Now, the question itself isn't a problem, its the actual derivation of the heat equation that is (its not asked in the question but we're told that in an exam it would be).

So I'm looking to derive this. $\displaystyle u(x, t) = \sum_1^\infty b_n e^{-n^2t} \sin(nx)$ where $\displaystyle bn = \frac{2}{\pi} \int_0^{\pi} u(x, 0) \sin(nx) dx$.

So i start by doing separation of variables to get $\displaystyle T'X = X''T, ... , X'' = \lambda X$ and $\displaystyle T' = \lambda T$.

Now at this point I think I should use eigenfunctions then superposition to solve it but i cant see where the $\displaystyle e^{-n^2 t}$ or the $\displaystyle b_n$ come from?

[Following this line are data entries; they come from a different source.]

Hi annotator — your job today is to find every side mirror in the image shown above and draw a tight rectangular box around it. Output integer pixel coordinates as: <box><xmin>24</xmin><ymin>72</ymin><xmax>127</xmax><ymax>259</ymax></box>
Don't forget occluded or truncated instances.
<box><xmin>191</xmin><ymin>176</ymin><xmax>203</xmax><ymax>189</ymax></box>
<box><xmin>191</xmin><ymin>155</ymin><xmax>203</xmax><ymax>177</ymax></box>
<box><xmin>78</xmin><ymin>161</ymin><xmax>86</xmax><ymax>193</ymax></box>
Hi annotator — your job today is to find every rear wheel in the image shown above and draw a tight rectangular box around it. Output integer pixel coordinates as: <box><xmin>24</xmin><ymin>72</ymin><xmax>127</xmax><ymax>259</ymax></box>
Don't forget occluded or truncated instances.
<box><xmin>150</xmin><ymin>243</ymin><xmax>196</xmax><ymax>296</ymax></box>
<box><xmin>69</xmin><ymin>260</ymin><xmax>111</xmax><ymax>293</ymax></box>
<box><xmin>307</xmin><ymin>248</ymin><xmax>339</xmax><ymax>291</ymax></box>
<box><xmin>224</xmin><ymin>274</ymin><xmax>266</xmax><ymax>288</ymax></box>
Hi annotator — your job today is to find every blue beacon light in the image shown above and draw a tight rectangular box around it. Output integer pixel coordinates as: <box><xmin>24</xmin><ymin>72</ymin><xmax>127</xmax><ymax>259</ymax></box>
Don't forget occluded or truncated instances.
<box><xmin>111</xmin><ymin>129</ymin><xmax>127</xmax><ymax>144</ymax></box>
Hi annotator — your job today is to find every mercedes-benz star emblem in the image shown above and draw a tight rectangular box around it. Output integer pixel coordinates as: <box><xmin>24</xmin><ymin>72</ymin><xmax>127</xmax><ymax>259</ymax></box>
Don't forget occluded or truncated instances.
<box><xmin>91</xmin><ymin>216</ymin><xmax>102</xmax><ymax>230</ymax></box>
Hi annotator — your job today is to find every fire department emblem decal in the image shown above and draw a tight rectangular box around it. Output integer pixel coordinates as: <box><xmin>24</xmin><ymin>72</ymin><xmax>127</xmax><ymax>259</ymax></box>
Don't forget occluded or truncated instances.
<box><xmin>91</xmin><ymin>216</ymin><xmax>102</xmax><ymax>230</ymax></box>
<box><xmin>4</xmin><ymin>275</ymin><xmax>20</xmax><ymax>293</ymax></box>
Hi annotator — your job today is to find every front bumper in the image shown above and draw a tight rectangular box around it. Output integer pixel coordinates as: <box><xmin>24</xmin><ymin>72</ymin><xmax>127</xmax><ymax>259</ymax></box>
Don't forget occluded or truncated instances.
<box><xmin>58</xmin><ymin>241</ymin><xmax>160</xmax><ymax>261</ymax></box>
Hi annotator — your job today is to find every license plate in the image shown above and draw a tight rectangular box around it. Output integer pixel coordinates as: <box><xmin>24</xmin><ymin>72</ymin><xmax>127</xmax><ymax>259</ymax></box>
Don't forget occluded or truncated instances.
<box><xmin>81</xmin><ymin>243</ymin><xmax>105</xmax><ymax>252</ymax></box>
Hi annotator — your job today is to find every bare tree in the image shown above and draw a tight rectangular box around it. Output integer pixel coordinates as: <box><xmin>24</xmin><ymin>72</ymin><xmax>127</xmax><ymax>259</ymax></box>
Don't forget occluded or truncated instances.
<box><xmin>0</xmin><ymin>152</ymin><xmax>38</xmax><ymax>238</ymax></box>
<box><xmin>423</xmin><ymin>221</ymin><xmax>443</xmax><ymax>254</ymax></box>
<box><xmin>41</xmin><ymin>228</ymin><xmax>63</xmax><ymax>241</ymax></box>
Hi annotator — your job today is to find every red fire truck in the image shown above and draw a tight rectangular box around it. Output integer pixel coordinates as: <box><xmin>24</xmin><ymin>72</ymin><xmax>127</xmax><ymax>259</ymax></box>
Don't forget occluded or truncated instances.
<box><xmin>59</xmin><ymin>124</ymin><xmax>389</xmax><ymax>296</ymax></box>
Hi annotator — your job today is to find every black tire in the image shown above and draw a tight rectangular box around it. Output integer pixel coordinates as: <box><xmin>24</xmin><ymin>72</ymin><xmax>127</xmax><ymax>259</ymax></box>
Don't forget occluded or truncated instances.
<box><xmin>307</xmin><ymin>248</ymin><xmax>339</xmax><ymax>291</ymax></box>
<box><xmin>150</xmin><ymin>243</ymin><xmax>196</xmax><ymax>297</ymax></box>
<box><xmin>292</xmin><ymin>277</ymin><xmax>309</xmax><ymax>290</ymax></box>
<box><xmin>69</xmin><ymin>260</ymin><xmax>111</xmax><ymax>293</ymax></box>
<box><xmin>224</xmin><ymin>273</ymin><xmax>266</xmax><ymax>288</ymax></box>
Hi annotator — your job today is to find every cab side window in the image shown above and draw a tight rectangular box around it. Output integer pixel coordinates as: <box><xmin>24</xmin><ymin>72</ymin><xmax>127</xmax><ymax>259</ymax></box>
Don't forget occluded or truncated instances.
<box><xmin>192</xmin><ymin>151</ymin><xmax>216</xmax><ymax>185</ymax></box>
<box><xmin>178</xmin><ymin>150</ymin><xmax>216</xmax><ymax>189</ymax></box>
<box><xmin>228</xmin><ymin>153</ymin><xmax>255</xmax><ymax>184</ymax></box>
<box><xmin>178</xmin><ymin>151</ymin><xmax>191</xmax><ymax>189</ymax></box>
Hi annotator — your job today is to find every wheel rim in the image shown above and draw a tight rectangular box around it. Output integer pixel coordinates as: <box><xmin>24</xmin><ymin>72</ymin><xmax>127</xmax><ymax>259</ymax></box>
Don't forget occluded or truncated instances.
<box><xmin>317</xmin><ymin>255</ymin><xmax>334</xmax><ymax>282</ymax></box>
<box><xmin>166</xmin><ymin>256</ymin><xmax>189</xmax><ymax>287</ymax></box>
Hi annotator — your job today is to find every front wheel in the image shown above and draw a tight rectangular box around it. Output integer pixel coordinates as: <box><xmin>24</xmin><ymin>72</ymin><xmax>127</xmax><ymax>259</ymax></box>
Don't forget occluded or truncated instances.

Start with the x equation $\displaystyle X'' = \lambda X$. This has the solution $\displaystyle X = A\cos(\omega x) + B\sin(\omega x)$, where $\displaystyle \omega^2=-\lambda$. The boundary conditions $\displaystyle X(0) = X(\pi) = 0$ tell you that $\displaystyle A=0$ and $\displaystyle \omega = n$ (an integer). Thus $\displaystyle \lambda = -n^2$.
The t equation then becomes $\displaystyle T' = -n^2T$, which has the solution $\displaystyle T(t) = b_ne^{-n^2 t}$ (where $\displaystyle b_n$ is a constant). You then have to use Fourier theory to get the right vaues of the $\displaystyle b_n$s to satisfy the initial condition when the eigenfunction solutions are superimposed.